On the other hand, for down-regulated genes at 2 dpi, 256 were recognized by String out of 294 submitted genes (Fig. 5B). Also, a central network (49 nodes) was obtained with genes involved mainly in cell cycle, DNA replication and cell wall organization (Fig. 5B) (Additional file 12: Table S7). In this case, genes encoding proteins such as Cyclin A1;1 (CycA1;1), Cyclin-dependent kinase B2 (CdkB2), Minichromosome maintenance 3 (Mcm3), Origin recognition complex subunit 3 (Orc3), Cellulose synthase-like protein D5 (Csld5), Cellulose synthase A catalytic subunit 8 (CesA8), Cellulose synthase A catalytic subunit 7 (CesA7), among others, clearly formed a central network (Fig. 5B) (Additional file 12: Table S7). Notably, these networks were exclusively for DEGs at 2 dpi, since DEGs corresponding to 10 dpi did not show a clear interaction (Additional file 11: Figure S5). In resume, the generation and visualization of relationships among DEGs at 2 dpi show significantly more interactions than expected. In the case of up-regulated genes, they are mainly associated to ribosome biogenesis and translation as well as in development, whereas down-regulated genes are involved in cell cycle, DNA replication and cell wall organization.

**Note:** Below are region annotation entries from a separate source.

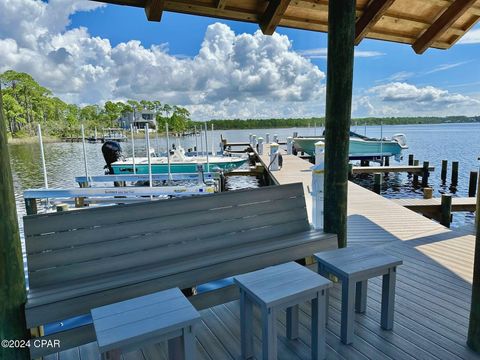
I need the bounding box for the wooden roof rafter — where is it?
[260,0,291,35]
[355,0,395,45]
[93,0,480,49]
[145,0,165,21]
[412,0,476,54]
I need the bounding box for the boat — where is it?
[110,147,247,175]
[293,131,408,160]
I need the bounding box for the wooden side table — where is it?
[91,288,200,359]
[314,247,403,344]
[234,262,332,360]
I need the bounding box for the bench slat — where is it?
[28,201,308,272]
[26,197,306,255]
[29,215,306,287]
[23,184,303,237]
[25,232,337,327]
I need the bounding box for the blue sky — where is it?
[0,0,480,119]
[70,5,480,94]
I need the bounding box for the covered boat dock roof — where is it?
[94,0,480,54]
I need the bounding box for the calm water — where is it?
[10,124,480,226]
[6,124,480,333]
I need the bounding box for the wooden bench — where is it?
[24,183,337,357]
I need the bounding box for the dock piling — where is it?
[423,187,433,199]
[452,161,458,186]
[440,160,448,183]
[440,194,452,228]
[287,136,293,155]
[373,173,383,194]
[269,143,280,171]
[257,136,263,155]
[422,161,430,187]
[413,160,420,186]
[408,154,415,166]
[468,171,478,197]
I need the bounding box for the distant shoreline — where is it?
[8,116,480,145]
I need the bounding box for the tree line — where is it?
[0,70,480,137]
[0,70,191,137]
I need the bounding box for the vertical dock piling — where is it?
[451,161,458,186]
[468,171,478,197]
[440,160,448,183]
[324,0,356,247]
[440,194,452,228]
[0,89,30,359]
[422,161,430,187]
[408,154,414,166]
[423,188,433,199]
[467,169,480,353]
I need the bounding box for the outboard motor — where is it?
[102,141,122,175]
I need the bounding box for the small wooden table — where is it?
[91,288,200,359]
[234,262,332,360]
[314,247,403,344]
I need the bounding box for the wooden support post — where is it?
[25,199,38,215]
[468,171,478,197]
[413,160,420,186]
[451,161,458,186]
[423,188,433,199]
[440,160,448,183]
[373,173,382,194]
[422,161,430,187]
[440,194,452,228]
[324,0,356,247]
[57,204,68,212]
[467,172,480,353]
[408,154,414,166]
[0,85,30,359]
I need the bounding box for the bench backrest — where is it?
[24,183,309,289]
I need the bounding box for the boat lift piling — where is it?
[130,125,137,174]
[205,123,210,171]
[37,124,48,189]
[165,122,172,184]
[145,123,153,191]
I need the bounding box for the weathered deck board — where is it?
[48,146,480,360]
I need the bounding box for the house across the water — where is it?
[117,110,157,129]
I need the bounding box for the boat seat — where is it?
[24,183,336,357]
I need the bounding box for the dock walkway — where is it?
[47,148,480,360]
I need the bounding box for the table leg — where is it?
[355,280,368,313]
[167,335,186,360]
[380,268,397,330]
[240,290,253,359]
[262,307,277,360]
[312,290,327,360]
[318,263,329,325]
[287,305,298,340]
[340,279,355,344]
[183,326,196,360]
[102,350,122,360]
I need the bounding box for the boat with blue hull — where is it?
[293,132,408,159]
[110,148,247,175]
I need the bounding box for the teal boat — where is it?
[293,131,408,159]
[111,148,247,175]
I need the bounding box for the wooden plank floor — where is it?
[48,148,480,360]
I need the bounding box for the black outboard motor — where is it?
[102,141,122,175]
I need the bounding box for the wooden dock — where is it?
[352,165,435,175]
[392,197,477,213]
[47,146,480,360]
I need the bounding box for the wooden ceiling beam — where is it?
[355,0,395,45]
[217,0,227,10]
[145,0,165,21]
[260,0,291,35]
[412,0,476,54]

Differential gene expression of ribosome-related proteins at 2 dpi
The finding that mainly proteins involved in ribosome biogenesis and translation (structural constituents of ribosome) were the most significant DEGs at 2 dpi, encouraged to focus on these genes. As observed in Fig. 6, proteins related to ribosome biogenesis and translation were significantly up-regulated in 2 dpi compared to 10 dpi, 72 of which were exclusively expressed in the treatment at 2 dpi. These exclusive genes corresponded to ribosomal proteins, for which a significant increase in their expression pattern was observed only at 2 dpi (Fig. 6). As mentioned before, ribosomal proteins such as Ribosomal protein s12/s23 (Rps12/S23), Ribosomal protein l24B (Rpl24B), Ribosomal protein s6 (Rps6), Ribosomal protein s13 (Rps13), among others, were found up-regulated at 2 dpi. In summary, ribosomal-related proteins are found up-regulated at 2 dpi, suggesting that translation is impacted upon infection by Fov.